Restrictions on palliative care

Visiting to patients receiving end-of-life care was extremely limited, especially for those who were COVID positive. This was difficult for everyone involved and did not align with the person-centred focus of good palliative care. Staff reported feeling distressed witnessing the trauma to patients and families. ‘(The mother) was adamantly refusing to leave the hospital. There was a conversation about whether or not we will be getting security to remove her from the room. It was just a horrendous experience … normally palliative care is the one medical specialty where everything you do is supposed to make the patient’s life better …’ (Doctor).

Staff reported that families were having to choose who went in to see a dying relative. ‘We made them choose which family members were allowed to come… and I found that very uncomfortable to make a family where the patient has six children and only allow three of them to visit their dying parent’ (Doctor). Another case was reported of a family who initially wanted active care but chose end-of-life care for their relative so that they could come into the hospital. ‘They only said that they were happy for end-of-life care because they wanted to come into the hospital… and I’m just not sure that’s a good enough reason for a family to decide on palliative care’ (Doctor).

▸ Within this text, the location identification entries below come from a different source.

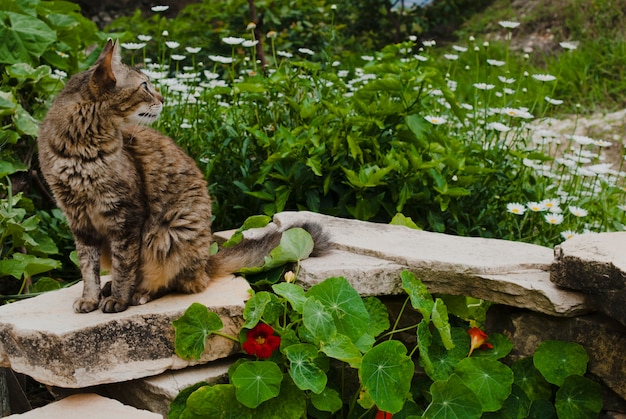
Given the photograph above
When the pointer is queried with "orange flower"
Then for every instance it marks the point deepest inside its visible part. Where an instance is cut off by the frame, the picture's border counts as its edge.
(478, 340)
(261, 341)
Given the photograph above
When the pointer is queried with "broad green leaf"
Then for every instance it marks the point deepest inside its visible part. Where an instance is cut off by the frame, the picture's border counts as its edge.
(421, 299)
(379, 316)
(490, 380)
(255, 308)
(295, 244)
(578, 398)
(557, 360)
(344, 304)
(342, 348)
(386, 372)
(24, 38)
(179, 404)
(292, 293)
(452, 399)
(216, 401)
(318, 321)
(256, 382)
(192, 330)
(327, 401)
(303, 370)
(541, 409)
(439, 318)
(529, 379)
(401, 219)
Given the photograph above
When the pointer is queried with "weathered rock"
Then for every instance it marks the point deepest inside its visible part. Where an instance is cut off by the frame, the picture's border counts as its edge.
(43, 338)
(90, 406)
(155, 394)
(595, 264)
(603, 339)
(373, 255)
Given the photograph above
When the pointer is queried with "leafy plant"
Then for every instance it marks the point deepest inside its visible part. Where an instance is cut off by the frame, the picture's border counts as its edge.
(301, 342)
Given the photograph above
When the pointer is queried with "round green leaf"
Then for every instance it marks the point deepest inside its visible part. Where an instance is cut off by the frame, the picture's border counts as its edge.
(529, 379)
(578, 398)
(217, 401)
(490, 380)
(256, 382)
(345, 305)
(192, 330)
(318, 321)
(452, 399)
(386, 372)
(557, 360)
(379, 316)
(304, 372)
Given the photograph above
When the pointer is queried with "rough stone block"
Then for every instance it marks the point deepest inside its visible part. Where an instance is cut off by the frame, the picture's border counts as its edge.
(602, 337)
(595, 264)
(371, 257)
(90, 406)
(42, 337)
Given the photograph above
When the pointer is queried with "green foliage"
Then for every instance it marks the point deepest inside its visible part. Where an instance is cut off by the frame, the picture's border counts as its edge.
(329, 330)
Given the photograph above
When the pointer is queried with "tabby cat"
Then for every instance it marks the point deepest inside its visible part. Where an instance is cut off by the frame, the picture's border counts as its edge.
(133, 199)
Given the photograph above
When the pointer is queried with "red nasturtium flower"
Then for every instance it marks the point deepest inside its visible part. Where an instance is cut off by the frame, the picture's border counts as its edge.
(478, 340)
(261, 341)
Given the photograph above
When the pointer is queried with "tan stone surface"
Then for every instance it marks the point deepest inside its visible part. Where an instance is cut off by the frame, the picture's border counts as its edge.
(371, 257)
(43, 337)
(87, 406)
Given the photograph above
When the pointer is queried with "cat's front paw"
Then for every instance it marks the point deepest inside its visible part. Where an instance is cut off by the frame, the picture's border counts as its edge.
(112, 305)
(85, 305)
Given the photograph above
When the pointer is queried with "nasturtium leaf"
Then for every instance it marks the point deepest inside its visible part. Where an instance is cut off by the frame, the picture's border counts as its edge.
(289, 404)
(342, 348)
(327, 401)
(578, 398)
(386, 372)
(256, 382)
(444, 361)
(557, 360)
(295, 244)
(216, 401)
(452, 399)
(379, 316)
(490, 380)
(303, 370)
(529, 379)
(502, 345)
(541, 409)
(439, 317)
(345, 305)
(421, 299)
(255, 308)
(179, 404)
(318, 321)
(192, 330)
(515, 406)
(424, 342)
(292, 293)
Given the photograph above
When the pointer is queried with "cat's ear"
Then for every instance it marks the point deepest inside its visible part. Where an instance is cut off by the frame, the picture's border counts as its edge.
(103, 77)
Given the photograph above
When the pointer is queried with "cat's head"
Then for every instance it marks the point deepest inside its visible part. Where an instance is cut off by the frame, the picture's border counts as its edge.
(128, 91)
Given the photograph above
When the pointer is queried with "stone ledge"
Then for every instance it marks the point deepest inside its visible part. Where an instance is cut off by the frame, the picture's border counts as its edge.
(90, 406)
(43, 337)
(371, 257)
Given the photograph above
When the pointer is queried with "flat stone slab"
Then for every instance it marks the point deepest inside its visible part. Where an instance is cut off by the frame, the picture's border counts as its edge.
(42, 337)
(595, 264)
(371, 257)
(90, 406)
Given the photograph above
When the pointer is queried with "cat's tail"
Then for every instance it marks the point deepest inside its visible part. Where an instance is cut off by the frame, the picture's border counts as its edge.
(251, 251)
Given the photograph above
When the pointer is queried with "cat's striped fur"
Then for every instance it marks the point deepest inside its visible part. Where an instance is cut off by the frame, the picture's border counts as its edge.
(132, 197)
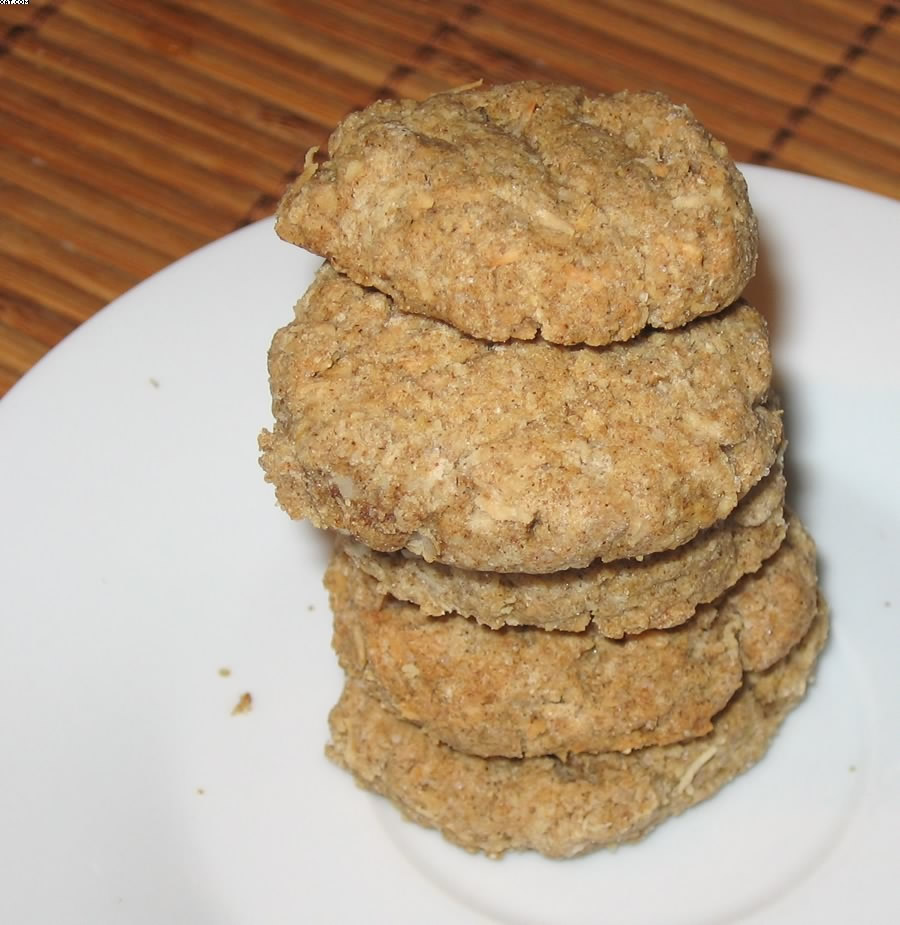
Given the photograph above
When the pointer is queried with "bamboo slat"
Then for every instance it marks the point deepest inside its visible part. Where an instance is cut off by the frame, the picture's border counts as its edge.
(133, 132)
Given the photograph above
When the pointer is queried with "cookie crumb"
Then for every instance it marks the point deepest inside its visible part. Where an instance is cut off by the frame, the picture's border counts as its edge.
(244, 705)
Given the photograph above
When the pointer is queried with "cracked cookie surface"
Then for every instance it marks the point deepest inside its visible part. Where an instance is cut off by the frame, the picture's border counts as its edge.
(622, 597)
(403, 432)
(525, 692)
(526, 208)
(564, 808)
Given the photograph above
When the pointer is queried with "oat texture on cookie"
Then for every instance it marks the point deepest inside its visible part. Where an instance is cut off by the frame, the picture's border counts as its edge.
(526, 396)
(527, 209)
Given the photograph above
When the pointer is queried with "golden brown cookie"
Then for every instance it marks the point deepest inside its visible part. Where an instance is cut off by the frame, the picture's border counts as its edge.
(621, 597)
(531, 209)
(563, 808)
(520, 457)
(523, 691)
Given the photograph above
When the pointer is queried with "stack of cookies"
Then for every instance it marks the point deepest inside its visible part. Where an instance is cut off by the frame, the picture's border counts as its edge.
(525, 392)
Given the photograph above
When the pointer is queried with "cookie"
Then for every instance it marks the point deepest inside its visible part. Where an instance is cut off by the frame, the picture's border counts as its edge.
(622, 597)
(563, 808)
(557, 692)
(529, 209)
(523, 457)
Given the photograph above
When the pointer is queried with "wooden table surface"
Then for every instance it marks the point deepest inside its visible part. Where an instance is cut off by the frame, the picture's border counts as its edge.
(133, 131)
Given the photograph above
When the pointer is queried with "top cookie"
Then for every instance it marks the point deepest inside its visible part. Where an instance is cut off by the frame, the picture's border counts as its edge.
(529, 209)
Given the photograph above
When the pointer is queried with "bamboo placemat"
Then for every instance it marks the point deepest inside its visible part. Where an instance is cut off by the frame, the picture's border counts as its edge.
(134, 132)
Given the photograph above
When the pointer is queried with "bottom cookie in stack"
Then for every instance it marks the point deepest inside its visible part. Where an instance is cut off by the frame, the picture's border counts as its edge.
(570, 800)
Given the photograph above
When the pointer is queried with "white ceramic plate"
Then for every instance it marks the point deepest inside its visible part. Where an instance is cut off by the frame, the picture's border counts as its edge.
(142, 553)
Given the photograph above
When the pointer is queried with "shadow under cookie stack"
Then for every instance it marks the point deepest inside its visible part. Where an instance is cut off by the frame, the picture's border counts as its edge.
(525, 392)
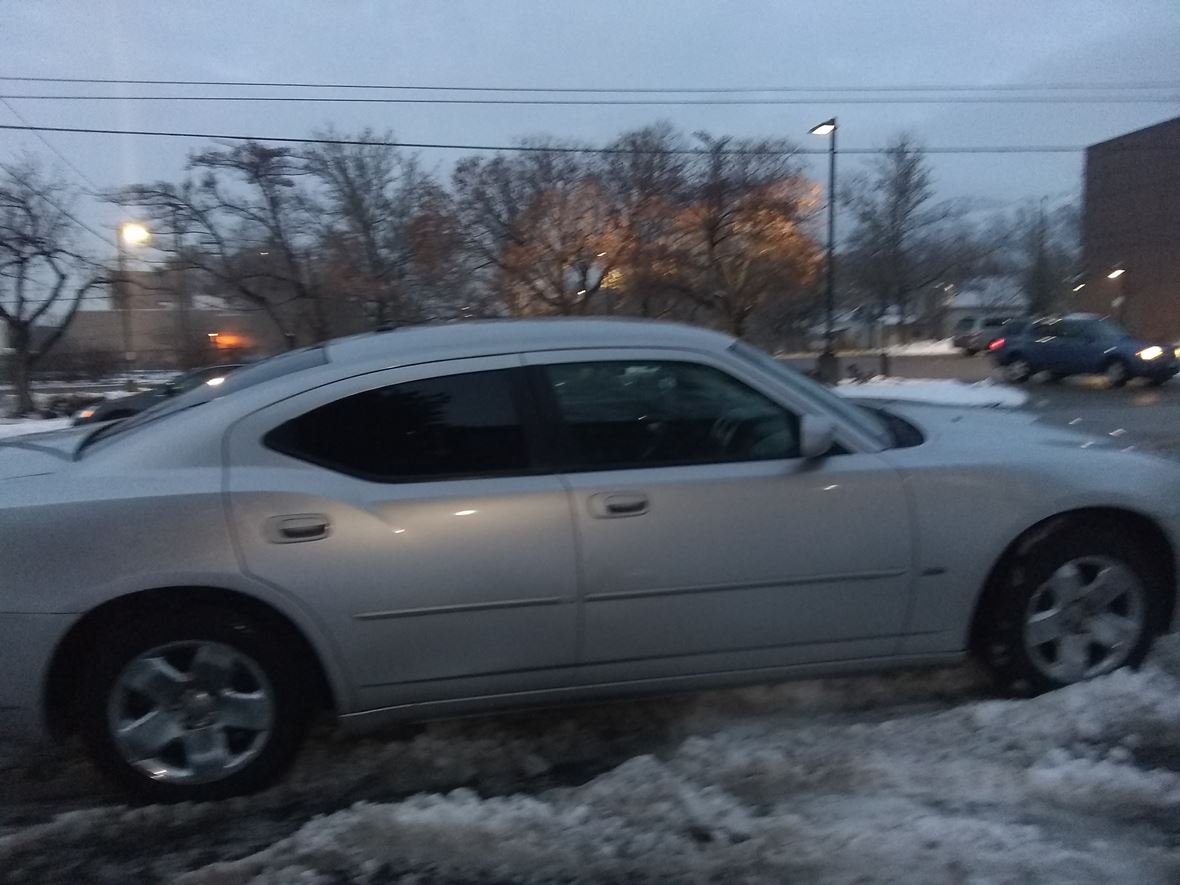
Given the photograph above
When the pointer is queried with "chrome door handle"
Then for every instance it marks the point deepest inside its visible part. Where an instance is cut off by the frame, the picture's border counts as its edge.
(608, 505)
(294, 529)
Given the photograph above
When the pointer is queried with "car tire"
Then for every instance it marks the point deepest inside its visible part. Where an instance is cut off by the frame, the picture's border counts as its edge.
(194, 705)
(1116, 373)
(1017, 369)
(1081, 602)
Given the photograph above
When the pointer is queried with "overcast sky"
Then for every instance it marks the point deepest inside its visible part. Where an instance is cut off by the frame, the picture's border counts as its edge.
(603, 44)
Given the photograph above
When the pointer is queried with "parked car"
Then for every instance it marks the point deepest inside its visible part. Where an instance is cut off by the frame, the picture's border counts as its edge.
(1082, 345)
(974, 333)
(112, 410)
(460, 518)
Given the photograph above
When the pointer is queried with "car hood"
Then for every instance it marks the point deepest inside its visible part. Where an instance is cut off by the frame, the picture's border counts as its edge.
(39, 453)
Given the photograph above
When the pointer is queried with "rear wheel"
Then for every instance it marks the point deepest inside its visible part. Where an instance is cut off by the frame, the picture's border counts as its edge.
(192, 705)
(1116, 373)
(1079, 604)
(1017, 369)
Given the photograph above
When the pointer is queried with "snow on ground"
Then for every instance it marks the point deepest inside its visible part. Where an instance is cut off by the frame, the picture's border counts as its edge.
(909, 778)
(935, 391)
(12, 427)
(942, 347)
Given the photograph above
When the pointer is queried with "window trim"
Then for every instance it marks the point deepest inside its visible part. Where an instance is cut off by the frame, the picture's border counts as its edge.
(538, 453)
(563, 446)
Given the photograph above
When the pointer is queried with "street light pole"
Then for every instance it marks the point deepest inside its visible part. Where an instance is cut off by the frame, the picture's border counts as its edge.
(828, 367)
(126, 234)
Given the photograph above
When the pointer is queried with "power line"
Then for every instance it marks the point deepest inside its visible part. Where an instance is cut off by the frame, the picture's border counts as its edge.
(615, 90)
(48, 144)
(537, 149)
(622, 102)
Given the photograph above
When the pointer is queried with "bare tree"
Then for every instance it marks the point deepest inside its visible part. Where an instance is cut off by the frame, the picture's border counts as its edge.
(904, 241)
(254, 231)
(1046, 254)
(378, 207)
(43, 276)
(741, 238)
(644, 174)
(542, 227)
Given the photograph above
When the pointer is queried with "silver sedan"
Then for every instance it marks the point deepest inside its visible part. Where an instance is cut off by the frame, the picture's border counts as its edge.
(448, 519)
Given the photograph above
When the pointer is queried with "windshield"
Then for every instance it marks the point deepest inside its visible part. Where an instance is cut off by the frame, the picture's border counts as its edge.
(860, 418)
(1108, 329)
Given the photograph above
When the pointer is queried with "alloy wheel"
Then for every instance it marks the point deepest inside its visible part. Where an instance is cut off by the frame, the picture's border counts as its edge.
(1086, 620)
(191, 712)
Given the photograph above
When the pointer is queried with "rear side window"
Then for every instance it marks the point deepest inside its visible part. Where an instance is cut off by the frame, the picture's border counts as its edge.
(436, 428)
(654, 414)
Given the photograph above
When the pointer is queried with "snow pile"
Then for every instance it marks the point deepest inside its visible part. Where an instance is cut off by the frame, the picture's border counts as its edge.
(839, 780)
(933, 391)
(12, 427)
(942, 347)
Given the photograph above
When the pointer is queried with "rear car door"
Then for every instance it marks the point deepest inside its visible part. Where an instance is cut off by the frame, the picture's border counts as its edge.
(706, 541)
(405, 507)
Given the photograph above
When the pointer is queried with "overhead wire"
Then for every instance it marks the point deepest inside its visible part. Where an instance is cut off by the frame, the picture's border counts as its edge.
(526, 148)
(609, 90)
(615, 102)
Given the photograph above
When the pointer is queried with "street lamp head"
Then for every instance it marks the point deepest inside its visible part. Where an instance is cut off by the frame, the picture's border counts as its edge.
(133, 234)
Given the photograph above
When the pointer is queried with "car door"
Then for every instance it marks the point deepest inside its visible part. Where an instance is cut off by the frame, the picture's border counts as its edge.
(406, 510)
(705, 541)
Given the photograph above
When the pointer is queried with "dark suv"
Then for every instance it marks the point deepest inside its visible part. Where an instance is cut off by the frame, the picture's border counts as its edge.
(1082, 345)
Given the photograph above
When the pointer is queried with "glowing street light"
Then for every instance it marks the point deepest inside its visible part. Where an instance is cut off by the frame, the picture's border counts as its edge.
(133, 234)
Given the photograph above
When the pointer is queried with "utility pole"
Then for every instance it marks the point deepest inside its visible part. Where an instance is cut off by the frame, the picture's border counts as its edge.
(828, 366)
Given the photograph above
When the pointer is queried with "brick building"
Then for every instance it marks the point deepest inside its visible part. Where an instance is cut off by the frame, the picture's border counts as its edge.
(1131, 221)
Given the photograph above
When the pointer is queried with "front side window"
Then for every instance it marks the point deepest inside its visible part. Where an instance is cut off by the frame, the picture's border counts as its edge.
(440, 427)
(655, 414)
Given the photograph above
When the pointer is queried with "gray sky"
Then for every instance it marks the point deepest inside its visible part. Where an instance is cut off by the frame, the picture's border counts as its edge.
(608, 44)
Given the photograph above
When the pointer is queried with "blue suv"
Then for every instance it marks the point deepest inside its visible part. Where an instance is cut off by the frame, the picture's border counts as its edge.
(1082, 345)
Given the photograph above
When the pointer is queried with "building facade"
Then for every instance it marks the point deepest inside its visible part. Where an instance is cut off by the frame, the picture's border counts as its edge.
(1131, 223)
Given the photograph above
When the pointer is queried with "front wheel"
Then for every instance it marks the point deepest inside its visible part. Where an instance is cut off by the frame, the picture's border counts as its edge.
(1116, 373)
(192, 706)
(1079, 604)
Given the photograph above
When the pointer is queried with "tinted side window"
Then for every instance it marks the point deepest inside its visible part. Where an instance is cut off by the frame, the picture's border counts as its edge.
(654, 414)
(439, 427)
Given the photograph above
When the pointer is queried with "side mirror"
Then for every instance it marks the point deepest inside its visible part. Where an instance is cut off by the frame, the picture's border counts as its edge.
(815, 437)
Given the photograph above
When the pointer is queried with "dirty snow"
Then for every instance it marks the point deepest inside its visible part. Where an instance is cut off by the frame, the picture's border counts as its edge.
(908, 778)
(933, 391)
(12, 427)
(928, 347)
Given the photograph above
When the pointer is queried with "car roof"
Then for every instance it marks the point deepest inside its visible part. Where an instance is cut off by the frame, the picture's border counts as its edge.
(482, 338)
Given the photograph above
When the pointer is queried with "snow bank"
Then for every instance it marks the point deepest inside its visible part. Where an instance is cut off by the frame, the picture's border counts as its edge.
(942, 347)
(935, 391)
(23, 426)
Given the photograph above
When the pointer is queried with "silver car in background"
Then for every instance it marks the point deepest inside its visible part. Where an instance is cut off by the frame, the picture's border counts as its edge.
(458, 518)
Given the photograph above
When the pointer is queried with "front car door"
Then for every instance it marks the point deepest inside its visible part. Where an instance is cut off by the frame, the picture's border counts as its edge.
(706, 542)
(406, 510)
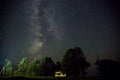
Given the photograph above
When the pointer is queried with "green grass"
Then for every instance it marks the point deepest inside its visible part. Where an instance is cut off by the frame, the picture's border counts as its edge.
(43, 78)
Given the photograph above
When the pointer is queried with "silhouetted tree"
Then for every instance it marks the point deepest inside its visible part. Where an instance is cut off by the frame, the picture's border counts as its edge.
(74, 62)
(22, 67)
(7, 68)
(108, 69)
(58, 66)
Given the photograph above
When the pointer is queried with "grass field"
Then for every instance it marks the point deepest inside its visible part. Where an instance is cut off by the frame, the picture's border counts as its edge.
(44, 78)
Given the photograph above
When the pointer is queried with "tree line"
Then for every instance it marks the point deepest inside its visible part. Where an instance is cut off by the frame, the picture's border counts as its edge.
(74, 64)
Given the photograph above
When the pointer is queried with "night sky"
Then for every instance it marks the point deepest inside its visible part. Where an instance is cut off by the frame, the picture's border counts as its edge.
(38, 28)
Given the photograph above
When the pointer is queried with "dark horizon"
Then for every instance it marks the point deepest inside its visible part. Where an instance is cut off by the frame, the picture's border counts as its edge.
(39, 28)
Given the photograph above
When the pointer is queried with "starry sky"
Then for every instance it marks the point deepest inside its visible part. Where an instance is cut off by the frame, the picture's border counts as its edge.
(38, 28)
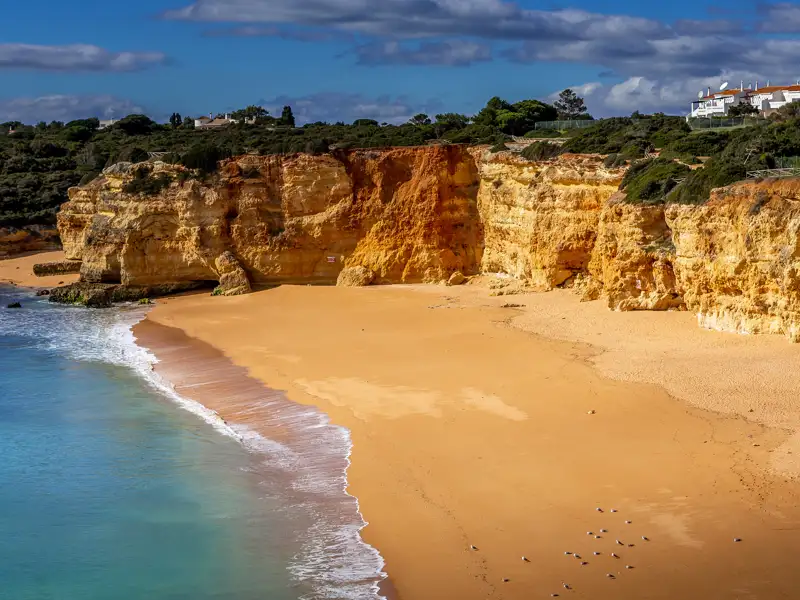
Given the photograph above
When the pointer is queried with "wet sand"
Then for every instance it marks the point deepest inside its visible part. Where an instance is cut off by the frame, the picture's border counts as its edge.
(470, 427)
(19, 271)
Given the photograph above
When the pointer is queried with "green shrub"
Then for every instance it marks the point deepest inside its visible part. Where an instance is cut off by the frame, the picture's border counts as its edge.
(649, 182)
(542, 151)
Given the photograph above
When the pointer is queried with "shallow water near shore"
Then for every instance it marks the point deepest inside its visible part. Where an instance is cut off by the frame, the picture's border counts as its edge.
(112, 486)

Challenges with medical emergency team (MET) calls

The number of staff entering the room during MET calls was kept to a minimum and the resuscitation trolley kept outside the patient room. Having to rely on staff outside the room for drugs and equipment created delays. ‘…when staffing is short on the night shift and you’re in a complicated MET call you’re relying on people outside the room to grab things that you need in a timely manner’ (Nurse).

Theme 3: impact of isolation on family

Minimising the impact of isolation on family

Participants reported that isolating patients was extremely distressing for the families, patients, and staff. Many family members struggled to cope with separation from very unwell relatives. Limiting or preventing family access to a dying patient was especially difficult. The important role that family plays in patient care was starkly evident. ‘… we know the importance of having their loved ones there… we need to as an organisation prioritise having these family members come in and come up with a strategy’ (Doctor).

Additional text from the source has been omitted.